Le Stedelijk Museum d’Amsterdam : une institution face à son histoire

Les amateurs de bicyclette le savent déjà : c’est depuis Utrecht, aux Pays-Bas, que s’élanceront bientôt les cuissards en lycra fluo des coureurs du Tour de France. Insigne honneur pour un pays, que celui d’accueillir une manifestation de si haute teneur morale, et qui lui permet de se retrouver sous les feux des projecteurs l’espace d’une journée de direct. Mais cet événement n’est qu’un indice parmi d’autres que 2015 est une année placée sous le signe des Pays-Bas : c’était en effet la nation invitée par le Festival d’Histoire de l’Art qui s’est tenu à Fontainebleau le mois dernier [manifestation certes beaucoup moins médiatisée que le Tour de France mais néanmoins incontournable dans le petit monde des historiens d’art], et c’est enfin la destination que j’avais choisie pour dépayser agréablement un des nombreux ponts de mai dernier. Alors bien sûr, en théorie, le programme de mes vacances ne regarde que moi. Mais il se trouve qu’en l’occurrence, ces deux jours passés à Amsterdam m’ont fourni pas mal de matière à réflexion artistique, muséale et citoyenne qui, du coup, relèvent de ce blog.

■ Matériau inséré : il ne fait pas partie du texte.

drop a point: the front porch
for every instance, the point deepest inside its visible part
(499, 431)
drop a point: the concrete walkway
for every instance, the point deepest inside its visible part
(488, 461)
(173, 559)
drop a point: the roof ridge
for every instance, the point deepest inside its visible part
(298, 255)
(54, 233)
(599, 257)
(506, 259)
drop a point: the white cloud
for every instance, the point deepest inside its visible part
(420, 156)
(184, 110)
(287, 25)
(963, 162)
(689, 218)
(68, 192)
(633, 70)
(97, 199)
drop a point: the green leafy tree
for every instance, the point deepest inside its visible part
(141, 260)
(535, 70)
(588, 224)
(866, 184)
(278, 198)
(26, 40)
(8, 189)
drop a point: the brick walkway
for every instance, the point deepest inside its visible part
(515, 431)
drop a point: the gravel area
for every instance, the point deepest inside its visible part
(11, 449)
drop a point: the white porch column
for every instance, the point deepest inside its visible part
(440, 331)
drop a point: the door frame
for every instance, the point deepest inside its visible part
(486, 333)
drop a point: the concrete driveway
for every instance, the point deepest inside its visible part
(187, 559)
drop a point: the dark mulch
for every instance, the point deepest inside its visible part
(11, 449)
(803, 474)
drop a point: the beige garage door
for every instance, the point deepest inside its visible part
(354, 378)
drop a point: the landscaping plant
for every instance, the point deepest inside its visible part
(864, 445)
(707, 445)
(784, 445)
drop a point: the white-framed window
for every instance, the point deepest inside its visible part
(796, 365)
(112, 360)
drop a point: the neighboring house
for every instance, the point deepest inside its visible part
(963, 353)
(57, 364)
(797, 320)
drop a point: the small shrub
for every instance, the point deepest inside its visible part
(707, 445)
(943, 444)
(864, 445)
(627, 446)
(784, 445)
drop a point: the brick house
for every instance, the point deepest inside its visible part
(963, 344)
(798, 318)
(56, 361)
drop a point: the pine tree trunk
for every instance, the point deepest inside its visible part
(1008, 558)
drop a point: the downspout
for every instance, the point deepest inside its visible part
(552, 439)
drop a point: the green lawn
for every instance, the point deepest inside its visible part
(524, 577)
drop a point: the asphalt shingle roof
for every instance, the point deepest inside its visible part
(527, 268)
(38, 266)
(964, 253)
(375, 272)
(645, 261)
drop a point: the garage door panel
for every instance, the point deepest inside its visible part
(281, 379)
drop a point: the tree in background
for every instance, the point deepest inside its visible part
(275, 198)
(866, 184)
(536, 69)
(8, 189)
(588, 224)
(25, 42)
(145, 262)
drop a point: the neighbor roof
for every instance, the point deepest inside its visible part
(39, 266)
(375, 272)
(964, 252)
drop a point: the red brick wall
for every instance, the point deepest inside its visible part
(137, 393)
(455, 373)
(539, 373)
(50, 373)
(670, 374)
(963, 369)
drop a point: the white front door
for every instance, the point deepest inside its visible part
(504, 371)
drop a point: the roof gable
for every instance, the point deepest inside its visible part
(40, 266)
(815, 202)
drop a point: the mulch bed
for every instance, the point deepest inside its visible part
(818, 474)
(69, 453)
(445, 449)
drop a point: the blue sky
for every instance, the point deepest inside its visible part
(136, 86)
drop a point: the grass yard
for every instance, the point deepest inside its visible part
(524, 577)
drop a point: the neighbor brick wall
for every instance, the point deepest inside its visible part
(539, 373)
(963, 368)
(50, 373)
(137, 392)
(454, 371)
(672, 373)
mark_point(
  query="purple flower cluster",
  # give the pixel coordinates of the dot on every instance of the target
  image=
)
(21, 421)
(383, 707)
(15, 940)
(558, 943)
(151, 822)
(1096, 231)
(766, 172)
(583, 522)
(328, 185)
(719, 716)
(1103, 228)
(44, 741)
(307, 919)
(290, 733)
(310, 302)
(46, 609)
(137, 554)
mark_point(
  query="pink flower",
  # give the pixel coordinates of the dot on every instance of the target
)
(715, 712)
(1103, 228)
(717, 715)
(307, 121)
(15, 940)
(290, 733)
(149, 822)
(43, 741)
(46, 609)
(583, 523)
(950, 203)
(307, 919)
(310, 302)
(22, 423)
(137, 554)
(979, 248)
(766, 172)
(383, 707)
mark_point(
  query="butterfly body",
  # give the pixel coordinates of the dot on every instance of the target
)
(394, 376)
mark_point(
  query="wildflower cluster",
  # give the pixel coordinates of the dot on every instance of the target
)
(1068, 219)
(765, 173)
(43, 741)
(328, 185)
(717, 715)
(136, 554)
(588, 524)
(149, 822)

Tout d’abord, une petite mise au point, au risque d’enfoncer une porte ouverte. Amsterdam ne se résume pas à ses jeunes femmes court-vêtues dans leurs vitrines, ni à son herbe qui fait rire : il y a aussi le Zaanlander 3 ans d’âge et les musées. La Hollande, l’autre pays du fromage, ça oui, mais pas que ! C’est pourquoi j’aimerais parler ici d’une exposition qui a particulièrement marqué mon escapade amstellodamoise, et sur laquelle je suis tombée par un heureux hasard, tandis que je vagabondais au rez-de-chaussée du Stedelijk Museum, non loin des salles de design contemporain [où l’on peut voir entre autres du mobilier De Stijl, un iMac G3 modèle 1998 et une brosse à WC en plastique, bref, toute la beauté insoupçonnée du quotidien].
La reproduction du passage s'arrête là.